The Genius Of Joaquin Phoenix And Casey Affleck

He sure is!

The revelation by director Casey Affleck that his documentary I’m Still Here, which purportedly chronicles the mental breakdown of actor Joaquin Phoenix, is in fact a piece of “performance art,” has been met with both outrage and ill-humored dismissal. The poorly-reviewed film, detractors note, was viewed with skepticism and incredulity from the very beginning. That Affleck is only making this admission now, when the full scale of the disaster that the movie has wreaked on Phoenix’s career has become apparent, is a cause for deep cynicism and mockery. But should it be?

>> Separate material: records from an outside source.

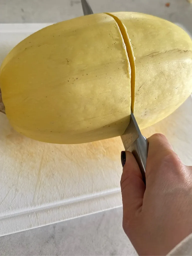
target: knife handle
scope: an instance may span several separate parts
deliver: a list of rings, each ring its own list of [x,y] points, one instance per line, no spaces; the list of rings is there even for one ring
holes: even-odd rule
[[[138,138],[128,149],[128,150],[132,153],[137,161],[145,185],[146,185],[145,168],[148,146],[147,140],[141,134]]]

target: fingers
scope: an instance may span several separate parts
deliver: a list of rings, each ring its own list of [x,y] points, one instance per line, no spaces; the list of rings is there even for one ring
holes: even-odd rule
[[[146,176],[155,167],[159,166],[165,157],[170,154],[175,155],[171,144],[162,134],[156,133],[147,139],[149,143],[147,161]]]
[[[123,215],[127,219],[142,206],[145,186],[133,155],[129,151],[123,152],[125,153],[122,154],[122,161],[125,163],[120,184]]]

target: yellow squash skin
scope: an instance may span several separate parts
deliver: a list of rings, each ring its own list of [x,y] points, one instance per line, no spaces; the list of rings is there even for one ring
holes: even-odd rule
[[[0,87],[15,130],[48,142],[87,142],[122,135],[131,100],[141,129],[185,101],[192,91],[189,36],[153,16],[111,14],[47,27],[8,55]]]
[[[106,14],[49,26],[20,43],[2,64],[6,114],[17,131],[46,142],[119,135],[130,119],[130,70],[119,27]]]
[[[180,27],[159,18],[113,14],[131,40],[135,58],[134,113],[142,129],[171,114],[192,92],[192,41]]]

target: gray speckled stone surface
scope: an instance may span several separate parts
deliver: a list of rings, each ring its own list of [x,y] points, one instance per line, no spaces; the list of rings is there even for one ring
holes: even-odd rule
[[[95,13],[145,13],[180,23],[192,33],[192,4],[186,0],[89,2]],[[0,23],[56,22],[82,15],[80,0],[0,0]],[[119,208],[0,237],[0,255],[136,255],[122,221]]]

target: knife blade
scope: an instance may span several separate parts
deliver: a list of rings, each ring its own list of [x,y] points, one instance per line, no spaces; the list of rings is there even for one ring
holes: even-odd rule
[[[141,134],[132,111],[130,122],[121,138],[125,150],[131,152],[136,159],[145,184],[148,144],[146,138]]]
[[[81,2],[84,15],[93,14],[91,8],[86,0],[81,0]],[[148,142],[146,138],[141,134],[132,111],[130,123],[121,138],[125,150],[131,152],[136,159],[141,170],[143,180],[145,184]]]

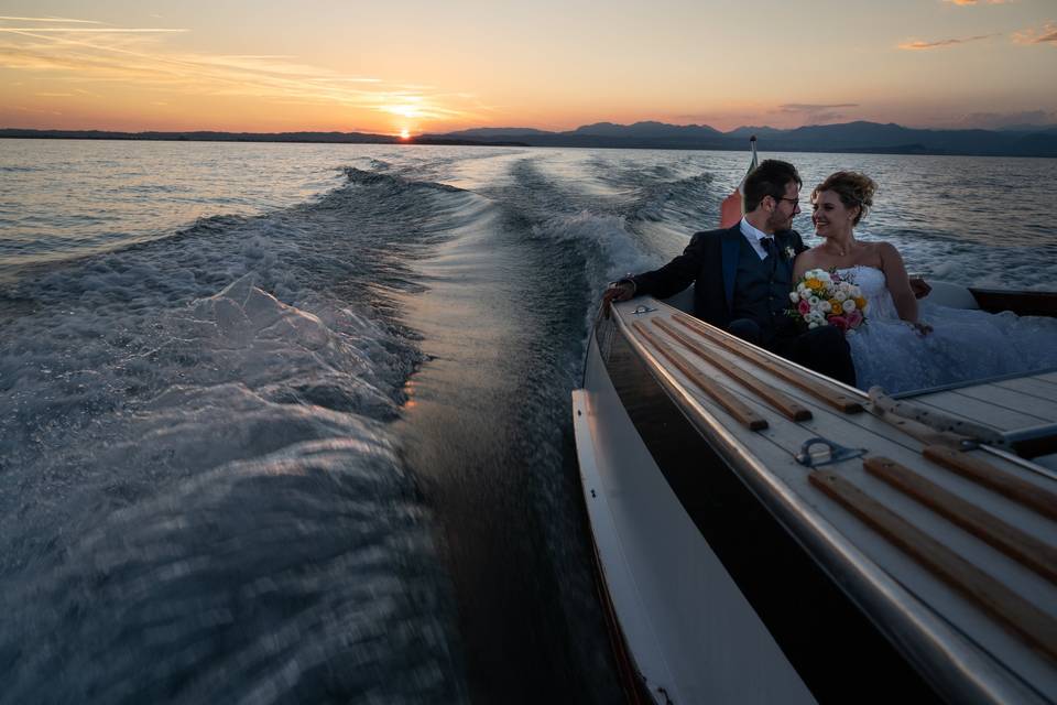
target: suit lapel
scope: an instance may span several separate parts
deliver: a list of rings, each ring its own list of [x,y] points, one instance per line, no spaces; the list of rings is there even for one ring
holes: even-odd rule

Leaving aside the widely acknowledged fact that the project was so obviously a hoax from its outset-that this was such a lame and amateur attempt that even small children could see its sorry duplicity and desperate emptiness-let’s pretend that Phoenix and Affleck weren’t so incredibly incompetent. All great work requires risk, and that is indeed something that Phoenix and Affleck took, even if they were remarkably maladroit in the execution. The mystery of why something works vs. why something fails is the eternal conundrum of the artist. We use the word “formulaic” to describe something tired and predictable, but it also underscores the point that there is no formula for success. If there were, people would use it every time. The fact that Affleck and Phoenix’s failure could also be described as “tired and predictable” shows how difficult it is to construct something lasting and believable, particularly when that construction is conducted with the laughable level of effort that Phoenix and Affleck put into it.

Don’t we want our artists’ reach to exceed their grasp? Wouldn’t we rather be given the gift of something timeless that results from a willingness to fall on one’s face rather than a strict adherence to playing it safe? The greatest moments in film, theater, literature-any of the arts, really-come from those who were prepared to face the scorn and derision of the crowd because somewhere deep within they had a vision that they were willing to see through to completion. They believed when no one else did. That some of these visions are juvenile and worthless ideas on the world-historical scale of failure that Affleck and Phoenix ushered forth only makes the successes shine that much more brightly. For every purely realized work of genius like Citizen Kane you need to suffer through twenty such epic disasters like I’m Still Here (although the scope of the latter’s shocking awfulness is indeed difficult to top).

It’s not pretty, but great art rarely is. If we want our leading lights to keep providing us with moments of sheer electricity we need to also allow them the room to fail. I’m Still Here, for all the critical, commercial and existential hatred it has deservedly received, is an important work for that very reason: we need abysmal catastrophes like it to help us recognize what is really worthwhile. In many ways you could say that Phoenix and Affleck are some of the most important artists of their age because they have shown us just how difficult it is to pull something off, especially if you have no talent for the type of creation you are attempting in the first place. They deserve to be recognized as such.